Energy Poverty Creating a Respiratory Disease Epidemic
Energy poverty leads to severe respiratory diseases killing nearly two million people worldwide each year, say researchers.
Energy poverty leads to severe respiratory diseases killing nearly two million people worldwide each year, say researchers.
"Energy poverty is one of the biggest human welfare issues of our day," says Hisham Zerriffi, an assistant professor with the Liu Institute for Global Issues at UBC who is presenting his work at the 2012 Annual Meeting of the American Association for the Advancement of Science (AAAS) in Vancouver on Feb. 17. "We're talking about more people who die each year from cooking than from malaria."
[N.B. Zerriffi is participating in a AAAS press briefing at 1 p.m. on Thursday, Feb. 16, Vancouver Convention Centre room 223-224. He is available for interviews after the press briefing on Thursday, Feb. 16 and the morning of Friday, Feb. 17. He can be reached at 604.338.2207. Zerriffi's symposium takes place Friday, Feb. 17 at 1:30 p.m. Twitter hashtags: #AAASmtg and #UBC]
It is often women and children who suffer the most from indoor air pollution, and who carry the burden of collecting fuel to burn, says Zerriffi. Beyond the health and gender equity implications, burning biomass is also associated with environmental concerns such as carbon emissions and climate change.

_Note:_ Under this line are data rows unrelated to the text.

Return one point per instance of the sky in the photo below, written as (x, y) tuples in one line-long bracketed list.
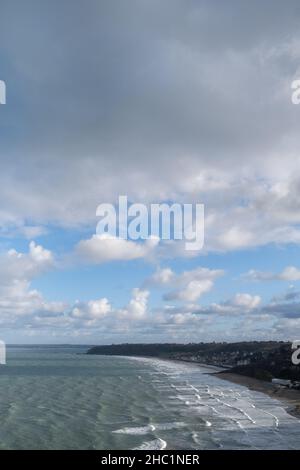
[(187, 101)]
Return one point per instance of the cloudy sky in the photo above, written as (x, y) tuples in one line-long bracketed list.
[(186, 101)]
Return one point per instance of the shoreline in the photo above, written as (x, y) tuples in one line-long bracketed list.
[(289, 398)]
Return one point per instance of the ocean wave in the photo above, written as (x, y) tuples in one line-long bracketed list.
[(156, 444)]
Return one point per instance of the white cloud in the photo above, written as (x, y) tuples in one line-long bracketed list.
[(246, 301), (94, 309), (104, 248), (290, 273), (187, 286)]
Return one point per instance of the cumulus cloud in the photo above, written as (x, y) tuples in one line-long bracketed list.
[(290, 273), (162, 131), (103, 248), (187, 286)]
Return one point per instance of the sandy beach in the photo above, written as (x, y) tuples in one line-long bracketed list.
[(290, 398)]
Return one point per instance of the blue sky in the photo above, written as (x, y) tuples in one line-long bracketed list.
[(160, 103)]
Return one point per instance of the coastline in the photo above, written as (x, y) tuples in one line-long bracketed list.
[(289, 398)]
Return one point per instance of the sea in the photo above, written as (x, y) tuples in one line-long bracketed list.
[(60, 398)]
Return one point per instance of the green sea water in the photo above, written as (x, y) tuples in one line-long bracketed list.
[(60, 398)]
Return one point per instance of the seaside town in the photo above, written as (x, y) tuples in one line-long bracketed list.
[(268, 361)]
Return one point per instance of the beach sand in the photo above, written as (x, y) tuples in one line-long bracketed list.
[(290, 398)]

Zerriffi and his graduate students are researching ways to switch people to cleaner cookstoves. Despite the availability of technology that can burn a variety of fuels more efficiently, governments, for-profit businesses and non-governmental organizations have made little progress in getting individuals to switch to improved cookstoves and modern fuels.
"We need to combine new technologies with smart policies," Zerriffi says. "We need to help create viable markets, encourage households to switch to new stoves, and fix some of the gaps in funding - especially for those at the lowest end of the income scale."
"It's a complicated problem because governments can't afford to hand out improved cookstoves to a continually growing population, and the private sector needs to recover its costs so they can continue to distribute more stoves."
When the private sector got into the cookstove business a few years ago, it looked as if this could be a successful solution. Today, these businesses are having trouble, Zerriffi says.
According to him, the problem is that the majority of consumers who need this product are very poor with little disposable income for stoves. With this consumer base, businesses don't have the additional resources needed to market the product and sustain their operations.
Recent activities to use financing from carbon-offset programs to support the distribution of cleaner stoves have been offered as a potential solution.
Organizations distributing cookstoves can apply for carbon credits in the internationally regulated carbon offsets market or sell them on the voluntary market. But according to Zerriffi and his colleagues, these programs have received mixed reviews.
Zerriffi's colleague Michael Brauer, of the UBC School of Population and Public Health, is evaluating one such carbon credit-financed program in India. Brauer, who along with Zerriffi is a co-organizer of the AAAS symposium on Feb. 17, will measure health improvements, to what extent emissions relevant to both human health and climate change are being reduced, and whether the stoves are sustainable and accepted in the community.
"There is great potential to dramatically improve people's lives and reduce a major source of emissions related to climate change," says Brauer, "but there is also the potential to squander lots of money and goodwill."